À l'inverse, la patronne de l'extrême droite, Marine Le Pen, est installée depuis des mois dans ses habits de candidate et la droite s'est rangée en ordre de bataille derrière le vainqueur de sa primaire François Fillon, ancien premier ministre de Nicolas Sarkozy.
Valls dans la course
Dans ce contexte difficile, le président François Hollande, très impopulaire, a renoncé début décembre à briguer un second mandat. Son premier ministre Manuel Valls a alors démissionné pour se lancer dans la course à l'investiture.
Après s'être mis à dos une partie de son camp par un discours pro-entreprises et des positions iconoclastes pour «moderniser» la gauche, ce tenant de l'aile droite du PS se pose désormais en candidat de la «réconciliation».
À 54 ans, ce tenant de l'aile droite du PS espère «rassembler la gauche» mais il devra tout d'abord triompher de l'ex-ministre de l'Économie Arnaud Montebourg, un rebelle qui tend plus vers la gauche. 
L'avocat de profession de 54 ans a souvent porté dans le débat public des thèmes qui ont par la suite fait florès : une production «made in France», la lutte contre la corruption des élus et les paradis fiscaux, la défense de la «démondialisation» et la dénonciation de la construction libérale de l'Union européenne.

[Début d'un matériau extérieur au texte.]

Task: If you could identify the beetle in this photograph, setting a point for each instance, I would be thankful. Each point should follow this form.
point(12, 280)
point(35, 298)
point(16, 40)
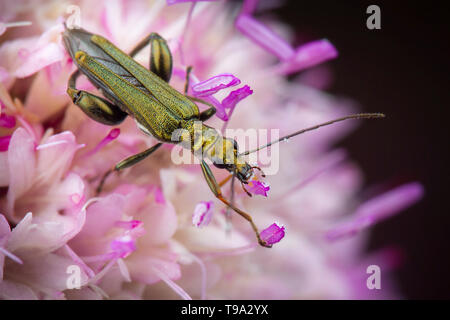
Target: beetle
point(129, 89)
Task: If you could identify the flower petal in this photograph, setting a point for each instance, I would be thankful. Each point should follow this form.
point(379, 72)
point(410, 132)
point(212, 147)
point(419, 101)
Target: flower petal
point(7, 121)
point(273, 234)
point(378, 209)
point(202, 214)
point(264, 37)
point(21, 159)
point(4, 143)
point(123, 246)
point(258, 188)
point(309, 55)
point(235, 96)
point(214, 84)
point(171, 2)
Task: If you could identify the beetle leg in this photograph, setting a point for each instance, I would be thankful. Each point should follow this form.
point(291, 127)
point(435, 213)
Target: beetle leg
point(128, 162)
point(215, 188)
point(160, 56)
point(95, 107)
point(188, 79)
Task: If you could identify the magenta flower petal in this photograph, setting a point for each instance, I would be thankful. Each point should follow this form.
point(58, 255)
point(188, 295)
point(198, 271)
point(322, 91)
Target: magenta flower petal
point(220, 109)
point(123, 246)
point(112, 135)
point(235, 96)
point(128, 225)
point(214, 84)
point(249, 6)
point(45, 52)
point(171, 2)
point(7, 121)
point(264, 37)
point(258, 188)
point(202, 214)
point(4, 143)
point(378, 209)
point(273, 234)
point(309, 55)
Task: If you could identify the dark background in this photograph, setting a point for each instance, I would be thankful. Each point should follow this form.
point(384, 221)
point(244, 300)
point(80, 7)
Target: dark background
point(401, 70)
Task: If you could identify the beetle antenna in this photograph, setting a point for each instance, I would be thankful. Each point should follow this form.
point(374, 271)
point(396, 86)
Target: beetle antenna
point(285, 138)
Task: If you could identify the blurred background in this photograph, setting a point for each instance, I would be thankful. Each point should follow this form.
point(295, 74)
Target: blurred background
point(401, 70)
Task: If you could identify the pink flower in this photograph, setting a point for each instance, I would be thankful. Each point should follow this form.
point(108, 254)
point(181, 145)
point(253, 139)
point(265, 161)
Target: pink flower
point(214, 84)
point(273, 234)
point(258, 187)
point(136, 240)
point(202, 214)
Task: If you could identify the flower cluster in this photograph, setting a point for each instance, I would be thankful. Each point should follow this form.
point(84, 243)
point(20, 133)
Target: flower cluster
point(140, 238)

Deux anciens ministres de l'Éducation, Benoît Hamon (au nom d'une gauche alternative «exigeante et moderne», il prône l'instauration d'un «revenu universel d'existence»et la légalisation du cannabis) et Vincent Peillon se présentent aussi, ainsi que l'ancienne ministre du Logement Sylvia Pinel, le député écologiste François de Rugy, et l'ex-eurodéputé de centre-gauche Jean-Luc Bennahmias.
Trois débats
Trois débats télévisés seront organisés entre les sept candidats dans la semaine précédent le premier tour de la primaire et les deux finalistes s'affronteront le 25 janvier dans un ultime face-à-face.
Les organisateurs de la primaire s'attendent à une participation plus faible qu'en 2011, où 2,7 millions de Français s'étaient déplacés. Le mois dernier, la primaire de la droite a mobilisé plus de quatre millions de personnes.